It is fitting that my very first pinterest board I created, a long long time ago was named "Run Love", full of fast horses, motivational quotes, pictures of our super stars like Shalane, Kara, Kate, and Joanie. Running and I don't have a complicated relationship like many describe. Running and I truly have something that over the past 21 years has been unconditional.
In 1996 I started running, and quickly feel head over heals for the sport. As a kid I was always told I was smart, I excelled in the classroom and was somewhat proud of it. But I didn't have to work very hard to get an A. I had to pay attention, and there it was. Otherwise the common words I heard that were used to describe me were "obnoxious", "loud", and "bossy". While it didn't change the way I chose to take on the world, they weren't exactly uplifting or kind words to define oneself. When I started running I wanted to be a 200m runner, but quickly was moved to the mile after running 6:14 in gym class. I won one race, and I was hooked. As running took over my life, and I poured my heart into the sport I began to hear new words used to describe me. Instead of "bossy", and "loud", I was now referred to as a "leader". Instead of "obnoxious", and "has too much energy", I heard "fast", and "has potential", and "tough". Yep I could get my team warmed up, and ready to go before practice, or a meet. I felt pride in this leadership role. It gave me more and more confidence, with each passing day of helping to lead my team. I felt that running was my domain. A sanctuary of sorts where I was able to define myself in a bright new way. I believed I was fast, and I knew I was tough. If I was beat in a race, it pissed me off. So running quickly taught me to work hard, and be disciplined in a darn near religious way. I loved running with every ounce of my being, and I knew it loved me back.
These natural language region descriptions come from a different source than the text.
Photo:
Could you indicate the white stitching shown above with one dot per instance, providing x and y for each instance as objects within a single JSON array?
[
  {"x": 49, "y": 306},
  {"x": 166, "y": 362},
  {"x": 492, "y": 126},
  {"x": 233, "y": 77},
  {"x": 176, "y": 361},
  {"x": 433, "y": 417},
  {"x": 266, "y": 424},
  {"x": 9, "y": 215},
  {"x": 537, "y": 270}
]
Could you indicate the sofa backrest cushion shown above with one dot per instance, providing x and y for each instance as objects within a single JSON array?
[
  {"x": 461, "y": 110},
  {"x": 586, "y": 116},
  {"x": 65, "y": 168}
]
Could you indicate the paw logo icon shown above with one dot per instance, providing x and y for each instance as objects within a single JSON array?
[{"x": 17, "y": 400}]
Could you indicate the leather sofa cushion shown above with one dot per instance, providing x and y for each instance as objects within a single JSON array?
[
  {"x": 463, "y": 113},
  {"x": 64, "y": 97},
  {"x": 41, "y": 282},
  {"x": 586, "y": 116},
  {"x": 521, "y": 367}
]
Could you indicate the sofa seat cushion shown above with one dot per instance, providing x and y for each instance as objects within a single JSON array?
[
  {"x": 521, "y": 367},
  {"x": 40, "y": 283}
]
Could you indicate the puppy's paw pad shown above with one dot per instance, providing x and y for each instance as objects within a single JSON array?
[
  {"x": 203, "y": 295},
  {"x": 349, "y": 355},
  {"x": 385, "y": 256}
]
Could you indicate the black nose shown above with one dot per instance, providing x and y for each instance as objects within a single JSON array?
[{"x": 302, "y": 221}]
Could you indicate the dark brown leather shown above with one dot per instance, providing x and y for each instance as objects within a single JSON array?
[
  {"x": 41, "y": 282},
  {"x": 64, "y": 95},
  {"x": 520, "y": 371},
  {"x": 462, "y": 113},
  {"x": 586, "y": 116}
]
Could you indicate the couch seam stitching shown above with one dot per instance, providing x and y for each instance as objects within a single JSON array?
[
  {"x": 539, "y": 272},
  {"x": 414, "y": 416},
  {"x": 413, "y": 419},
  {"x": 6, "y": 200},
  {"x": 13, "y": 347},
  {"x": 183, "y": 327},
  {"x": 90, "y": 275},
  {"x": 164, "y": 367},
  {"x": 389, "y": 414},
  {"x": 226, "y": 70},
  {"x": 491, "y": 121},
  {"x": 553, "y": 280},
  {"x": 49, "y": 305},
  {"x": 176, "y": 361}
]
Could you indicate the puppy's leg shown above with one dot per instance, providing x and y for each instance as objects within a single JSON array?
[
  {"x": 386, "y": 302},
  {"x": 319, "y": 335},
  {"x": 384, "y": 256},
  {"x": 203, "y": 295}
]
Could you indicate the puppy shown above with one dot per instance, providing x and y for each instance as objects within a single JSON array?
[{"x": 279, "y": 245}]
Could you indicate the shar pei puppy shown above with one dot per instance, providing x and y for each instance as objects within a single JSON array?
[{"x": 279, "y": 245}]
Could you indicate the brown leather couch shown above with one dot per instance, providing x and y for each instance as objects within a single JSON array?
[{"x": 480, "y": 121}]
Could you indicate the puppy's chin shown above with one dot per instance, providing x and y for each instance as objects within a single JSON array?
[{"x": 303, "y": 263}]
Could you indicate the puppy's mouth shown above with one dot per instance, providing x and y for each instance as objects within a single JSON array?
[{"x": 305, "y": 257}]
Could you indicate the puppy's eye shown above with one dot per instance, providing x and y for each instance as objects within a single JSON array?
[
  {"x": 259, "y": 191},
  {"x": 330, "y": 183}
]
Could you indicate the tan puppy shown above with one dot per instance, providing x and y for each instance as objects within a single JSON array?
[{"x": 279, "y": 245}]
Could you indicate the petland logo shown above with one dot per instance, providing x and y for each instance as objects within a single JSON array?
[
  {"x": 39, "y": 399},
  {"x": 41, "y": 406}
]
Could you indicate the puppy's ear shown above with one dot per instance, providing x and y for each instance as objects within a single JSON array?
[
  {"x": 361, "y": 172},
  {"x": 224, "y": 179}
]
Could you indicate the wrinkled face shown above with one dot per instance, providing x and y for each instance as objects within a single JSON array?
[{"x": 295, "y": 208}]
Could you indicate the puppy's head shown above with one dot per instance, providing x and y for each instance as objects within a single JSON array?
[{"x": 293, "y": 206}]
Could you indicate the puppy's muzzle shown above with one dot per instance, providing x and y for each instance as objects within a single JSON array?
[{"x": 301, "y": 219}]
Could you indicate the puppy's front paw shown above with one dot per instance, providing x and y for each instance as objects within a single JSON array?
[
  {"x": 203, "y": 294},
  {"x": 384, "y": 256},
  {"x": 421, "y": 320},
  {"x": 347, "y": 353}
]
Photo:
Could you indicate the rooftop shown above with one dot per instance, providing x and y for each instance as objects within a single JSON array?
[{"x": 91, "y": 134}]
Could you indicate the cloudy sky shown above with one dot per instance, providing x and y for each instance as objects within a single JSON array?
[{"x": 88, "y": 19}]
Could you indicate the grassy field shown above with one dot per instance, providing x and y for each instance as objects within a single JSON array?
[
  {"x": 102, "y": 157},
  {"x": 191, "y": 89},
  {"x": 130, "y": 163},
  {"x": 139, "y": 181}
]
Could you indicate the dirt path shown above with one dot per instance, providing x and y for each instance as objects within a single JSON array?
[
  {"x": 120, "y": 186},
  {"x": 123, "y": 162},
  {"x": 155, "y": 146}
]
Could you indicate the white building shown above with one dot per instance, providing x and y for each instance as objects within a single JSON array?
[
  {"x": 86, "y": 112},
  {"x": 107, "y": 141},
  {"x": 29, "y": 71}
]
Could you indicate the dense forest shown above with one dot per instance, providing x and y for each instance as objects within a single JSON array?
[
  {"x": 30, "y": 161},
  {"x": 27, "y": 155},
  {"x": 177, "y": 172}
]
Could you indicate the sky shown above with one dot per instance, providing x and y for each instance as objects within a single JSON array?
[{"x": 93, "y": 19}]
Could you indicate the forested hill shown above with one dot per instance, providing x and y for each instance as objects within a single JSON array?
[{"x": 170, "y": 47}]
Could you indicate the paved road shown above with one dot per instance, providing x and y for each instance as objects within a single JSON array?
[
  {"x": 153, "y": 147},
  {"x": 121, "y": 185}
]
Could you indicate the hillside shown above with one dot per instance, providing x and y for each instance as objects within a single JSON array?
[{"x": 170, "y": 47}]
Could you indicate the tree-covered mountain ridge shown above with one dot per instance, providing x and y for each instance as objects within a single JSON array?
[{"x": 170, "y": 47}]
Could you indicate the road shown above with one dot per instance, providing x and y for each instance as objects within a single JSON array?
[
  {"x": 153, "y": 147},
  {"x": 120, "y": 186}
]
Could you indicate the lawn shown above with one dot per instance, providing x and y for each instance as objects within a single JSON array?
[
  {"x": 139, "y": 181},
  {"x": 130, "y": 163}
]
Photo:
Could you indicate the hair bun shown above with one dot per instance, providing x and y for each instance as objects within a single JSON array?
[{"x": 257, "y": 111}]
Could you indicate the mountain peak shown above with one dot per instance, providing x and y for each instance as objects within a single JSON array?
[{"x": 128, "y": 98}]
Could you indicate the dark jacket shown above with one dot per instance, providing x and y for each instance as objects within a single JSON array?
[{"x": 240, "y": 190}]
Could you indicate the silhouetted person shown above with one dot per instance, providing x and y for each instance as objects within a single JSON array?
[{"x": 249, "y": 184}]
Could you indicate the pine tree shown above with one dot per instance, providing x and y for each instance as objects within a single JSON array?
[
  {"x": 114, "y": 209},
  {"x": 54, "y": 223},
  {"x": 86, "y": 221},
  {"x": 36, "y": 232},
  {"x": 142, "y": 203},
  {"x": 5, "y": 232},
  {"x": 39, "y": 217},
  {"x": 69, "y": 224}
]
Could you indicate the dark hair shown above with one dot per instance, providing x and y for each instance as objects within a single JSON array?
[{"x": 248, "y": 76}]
|Racing for the Marlington Dukes in High School|
Through the years it hasn't always been easy. I have broken my foot four times, partially torn both my achilles and my hip flexor, hurt my sacrum, and had a hamstring issue that lasted 3 years, and just flat out had years I could not race well to save my life. But none of those things were running's fault. I overtrained, wore inappropriate footwear, didn't sleep enough, and treated my body like a trash can. I never felt that running let me down. I felt I had let it down. But sure enough when I healed, it was there waiting for me, filling my heart with all the flutters, bringing tears to my eyes, showing me the same love it did years and years prior.
|2008 Olympic Trials|
Running has given me incredible friendships, the chance to see incredible places, and most importantly the opportunity to reach out and be a meaningful part of peoples lives. For those things I could never be more thankful. Looking back on the past 21 years that running and I have shared together, and all of the amazing, hard, fun, challenging, heartbreaking, and freeing experiences it has given me, brings me
such joy. My life would look totally different if it were not for the amazing #RUNLOVE I was so lucky to find.
|Best Friend from High School--XC Teammate|
|College Teammates, University of Akron|
|The best training partner and friend a gal could ask for Nicole Camp.|
|My fun, weird, and goofy Cleveland Elite Development Teammates.|
|Heidi Greewood, my #runlovechallenge partner of 2016.|
The list of incredible people who are and have been a part of my life thanks to running would go on, and on. So to me #runlove is the unconditional love that I have for this sport that has shaped my life, and given me more than I could ever give back.
I love you. Thank you for embracing my weird, quirky, outgoing, loud, obnoxious, and high energy personality and giving me a place to comfortably be me, and feel at home in my own skin. Thank you for being you.